Jan. 14, 2004 — Out of the nine equity investment style categories, active fund managers within five outperformed their relative indices for calendar 2003.
Of the remaining, the corresponding indices bettered active funds in three style categories, and one investment style, mid-cap blend, came in at dead heat in 2003, according to Standard & Poor’s data.
The five investment styles which triumphed over their benchmarks comprised all the growth categories and all the small-cap categories.
Specifically, in 2003, 55.3% of actively managed large-cap growth funds, 68.3% of mid-cap growth funds and 64.8% of small-cap growth funds outperformed their relative benchmarks — the S&P/BARRA 500 Growth Index, S&P/BARRA MidCap 400 Growth Index, and S&P/BARRA 600 SmallCap Growth Index, respectively.
Actively managed funds from three category styles — large-cap blend, large-cap value and mid-cap value — failed to beat their indices in a vast majority of cases.
With respect to broader investment styles for calendar 2003, the S&P 500 beat 64.6% of actively managed large-cap funds, and the S&P MidCap 400 outpaced 56.4% of actively managed mid-cap funds.

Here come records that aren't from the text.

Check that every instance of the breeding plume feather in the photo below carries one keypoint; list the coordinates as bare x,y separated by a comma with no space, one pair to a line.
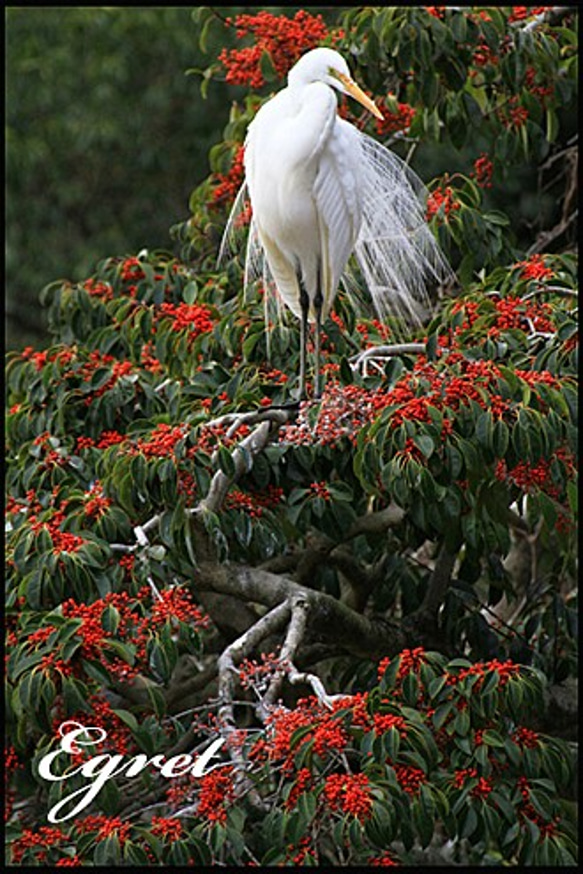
320,191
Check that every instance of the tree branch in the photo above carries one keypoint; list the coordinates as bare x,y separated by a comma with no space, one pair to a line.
329,618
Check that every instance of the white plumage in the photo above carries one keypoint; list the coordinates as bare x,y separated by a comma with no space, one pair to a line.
320,189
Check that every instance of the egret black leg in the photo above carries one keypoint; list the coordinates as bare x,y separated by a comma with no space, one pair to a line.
318,302
305,305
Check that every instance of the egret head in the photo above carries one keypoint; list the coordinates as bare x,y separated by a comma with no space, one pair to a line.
326,65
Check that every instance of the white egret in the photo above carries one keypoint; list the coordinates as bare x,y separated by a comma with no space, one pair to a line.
321,189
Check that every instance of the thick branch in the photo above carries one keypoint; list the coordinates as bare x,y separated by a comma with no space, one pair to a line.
439,582
329,618
239,649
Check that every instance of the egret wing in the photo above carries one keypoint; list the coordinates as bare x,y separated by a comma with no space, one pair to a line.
337,203
396,252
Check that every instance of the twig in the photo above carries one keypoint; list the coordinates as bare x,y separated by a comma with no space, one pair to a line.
386,351
268,624
439,582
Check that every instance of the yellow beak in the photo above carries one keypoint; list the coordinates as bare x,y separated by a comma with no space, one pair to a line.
355,91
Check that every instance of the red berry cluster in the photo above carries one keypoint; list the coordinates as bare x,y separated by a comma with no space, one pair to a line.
483,170
520,13
162,441
349,793
216,791
105,827
95,288
131,270
167,828
441,202
302,783
37,841
386,860
283,39
410,778
256,502
525,737
513,312
320,490
96,503
505,670
528,477
535,268
197,319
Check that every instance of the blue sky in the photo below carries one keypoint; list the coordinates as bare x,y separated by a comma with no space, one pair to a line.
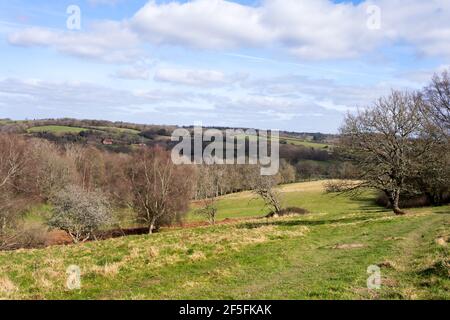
277,64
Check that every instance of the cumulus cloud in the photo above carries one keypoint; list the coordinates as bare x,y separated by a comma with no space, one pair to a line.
318,29
107,41
211,24
133,73
197,78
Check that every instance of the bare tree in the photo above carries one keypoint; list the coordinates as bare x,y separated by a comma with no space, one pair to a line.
79,213
437,95
161,190
385,142
13,162
264,188
208,184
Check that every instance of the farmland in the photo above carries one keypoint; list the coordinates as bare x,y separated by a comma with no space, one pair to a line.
321,255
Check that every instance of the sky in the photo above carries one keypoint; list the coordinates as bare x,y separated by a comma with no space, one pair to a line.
296,65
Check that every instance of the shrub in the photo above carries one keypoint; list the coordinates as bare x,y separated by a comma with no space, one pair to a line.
80,213
288,211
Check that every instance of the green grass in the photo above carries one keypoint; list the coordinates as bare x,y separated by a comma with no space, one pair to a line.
56,129
283,258
300,142
117,130
292,141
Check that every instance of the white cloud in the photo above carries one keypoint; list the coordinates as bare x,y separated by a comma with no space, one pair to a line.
133,73
311,29
198,78
211,24
307,29
107,41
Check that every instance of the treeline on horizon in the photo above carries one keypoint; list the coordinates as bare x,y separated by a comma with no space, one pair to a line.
399,147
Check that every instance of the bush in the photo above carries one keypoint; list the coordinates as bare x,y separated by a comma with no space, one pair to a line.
81,214
287,212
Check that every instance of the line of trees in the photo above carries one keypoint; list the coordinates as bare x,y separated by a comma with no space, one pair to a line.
400,146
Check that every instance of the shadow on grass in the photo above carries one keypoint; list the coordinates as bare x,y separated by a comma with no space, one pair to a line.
292,223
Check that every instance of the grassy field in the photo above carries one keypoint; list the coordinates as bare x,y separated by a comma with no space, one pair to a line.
300,142
56,129
117,130
323,255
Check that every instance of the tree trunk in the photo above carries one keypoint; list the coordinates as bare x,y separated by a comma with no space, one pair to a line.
394,199
151,227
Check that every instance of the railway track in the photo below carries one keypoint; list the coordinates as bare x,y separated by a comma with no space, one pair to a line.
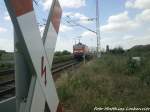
7,88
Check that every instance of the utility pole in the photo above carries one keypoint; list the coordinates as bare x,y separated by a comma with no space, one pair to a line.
98,29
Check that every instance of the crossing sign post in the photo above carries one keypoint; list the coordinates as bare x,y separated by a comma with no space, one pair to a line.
35,88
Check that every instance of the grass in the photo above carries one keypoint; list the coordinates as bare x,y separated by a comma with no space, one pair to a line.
108,81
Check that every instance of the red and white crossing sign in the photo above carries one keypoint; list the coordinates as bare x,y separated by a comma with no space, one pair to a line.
39,53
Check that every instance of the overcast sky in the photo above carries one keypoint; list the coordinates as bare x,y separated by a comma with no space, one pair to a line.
123,23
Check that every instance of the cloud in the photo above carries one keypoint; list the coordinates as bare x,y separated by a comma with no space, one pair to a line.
78,17
139,4
65,28
119,23
88,34
7,18
2,29
65,3
143,17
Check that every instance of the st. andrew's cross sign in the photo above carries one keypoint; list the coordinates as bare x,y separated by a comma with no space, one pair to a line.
37,54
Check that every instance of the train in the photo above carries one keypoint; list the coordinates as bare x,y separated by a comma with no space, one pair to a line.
80,51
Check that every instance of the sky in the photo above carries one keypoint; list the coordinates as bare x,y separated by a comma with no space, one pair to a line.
124,23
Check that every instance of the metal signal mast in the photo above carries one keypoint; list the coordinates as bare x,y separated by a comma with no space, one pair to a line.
98,29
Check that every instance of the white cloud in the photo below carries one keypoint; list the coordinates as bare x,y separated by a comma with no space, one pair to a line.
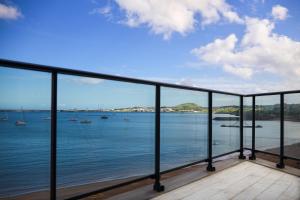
168,16
279,12
260,50
103,10
84,80
9,12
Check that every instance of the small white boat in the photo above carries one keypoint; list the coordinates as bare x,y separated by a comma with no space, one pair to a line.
20,123
4,118
85,121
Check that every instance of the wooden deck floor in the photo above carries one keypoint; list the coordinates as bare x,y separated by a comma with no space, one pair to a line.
246,180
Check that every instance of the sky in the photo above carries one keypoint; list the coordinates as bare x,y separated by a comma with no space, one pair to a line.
238,46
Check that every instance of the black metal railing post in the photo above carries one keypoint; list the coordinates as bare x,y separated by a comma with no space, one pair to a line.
281,157
210,166
53,135
253,156
241,156
157,185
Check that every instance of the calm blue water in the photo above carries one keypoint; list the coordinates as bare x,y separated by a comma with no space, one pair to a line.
118,147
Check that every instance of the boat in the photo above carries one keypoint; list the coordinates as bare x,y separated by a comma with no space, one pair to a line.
21,122
4,118
85,121
104,117
237,126
215,142
227,118
73,120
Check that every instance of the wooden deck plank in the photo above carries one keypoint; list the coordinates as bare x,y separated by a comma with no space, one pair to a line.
243,181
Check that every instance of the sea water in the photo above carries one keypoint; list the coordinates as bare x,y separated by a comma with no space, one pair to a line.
118,147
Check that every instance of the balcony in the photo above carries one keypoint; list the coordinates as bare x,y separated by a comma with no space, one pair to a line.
68,134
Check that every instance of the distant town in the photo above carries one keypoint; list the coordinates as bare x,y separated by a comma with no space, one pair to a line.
264,112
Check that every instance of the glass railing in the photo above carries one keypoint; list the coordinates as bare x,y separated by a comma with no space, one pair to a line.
226,123
183,127
292,125
247,122
267,123
69,134
24,133
105,133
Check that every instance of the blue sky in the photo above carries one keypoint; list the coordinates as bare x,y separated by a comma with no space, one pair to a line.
238,46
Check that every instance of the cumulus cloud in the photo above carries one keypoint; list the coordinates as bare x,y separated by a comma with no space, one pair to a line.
84,80
259,50
279,12
168,16
9,12
103,10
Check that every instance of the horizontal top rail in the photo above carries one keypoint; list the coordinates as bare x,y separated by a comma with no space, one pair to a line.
46,68
273,93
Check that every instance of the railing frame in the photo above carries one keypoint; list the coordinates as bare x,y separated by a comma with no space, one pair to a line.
253,157
241,156
53,135
54,71
209,150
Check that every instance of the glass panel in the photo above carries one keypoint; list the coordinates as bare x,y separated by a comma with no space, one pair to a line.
105,133
183,127
267,125
226,124
248,122
24,134
292,125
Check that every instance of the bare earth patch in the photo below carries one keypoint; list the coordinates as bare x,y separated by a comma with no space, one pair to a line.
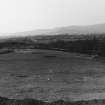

However, an impressive 61.2% of small-cap active funds beat the S&P SmallCap 600 Index.
Among sector funds, active managers beat indices in seven out of eight sectors in 2003, with utilities funds being the sole exception. Indeed, 76.7% of utility funds failed to beat their benchmark for the year.
Over the longer term, the indices demonstrated a distinct advantage over actively-managed portfolios. Indeed, for the five-year period through 2003, in only one investment style (large-cap growth), did the majority of actively managed funds beat their benchmark. An impressive 54.8% of active large-cap stockpickers beat the benchmark over that period.
Active mid-cap managers did the worst over the long-term with 94.9% of mid-cap value funds underperforming their index for the five years through 2003.
Over the last five years, the S&P 500 has outperformed 53.2% of large-cap funds, the S&P MidCap 400 has beaten 81.7% of mid-cap funds, and the S&P SmallCap 600 has bettered 69.8% of small-cap funds.
Similarly, over the past three years, the S&P 500 has outperformed 63.7% of large-cap funds, the S&P MidCap 400 has outperformed 73.3% of mid-cap funds, and the S&P SmallCap 600 has outperformed 68.6% of small-cap funds.
“Performance in 2003 was dominated by returns in growth segments such as technology (+47%) and consumer discretionary (+37%),” notes Rosanne Pane, Mutual Fund Strategist at Standard & Poor’s. “Active fund managers who were overweight in these sectors outperformed their benchmarks.”
“Standard & Poor’s continues to see active funds underperforming indices over longer time horizons such as three and five years,” adds Srikant Dash, index strategist at Standard & Poor’s. “This pattern is noticeable across large-, mid-, and small-cap categories, and has held across the diverse market environments of the past few years.”
Standard & Poor’s SPIVA report also determined that small-cap funds with smaller asset sizes have done better than funds with larger assets under management. This is shown by the equal-weighted average returns of small-cap funds outperforming the asset-weighted average returns over the last one-, three- and five-year horizons. This holds true across the small-cap value, growth and blend categories.
“In the small cap sector, liquidity is an issue for active managers,” adds Pane. “Funds with smaller asset sizes can be more efficient in trading and managing their investment process.”
Taking into account the liquidation and mergers of funds, this latest quarterly report tracked the performance of 2479 actively managed funds.
The complete year-end 2003 SPIVA Scorecard is available at www.standardandpoors.com/spiva.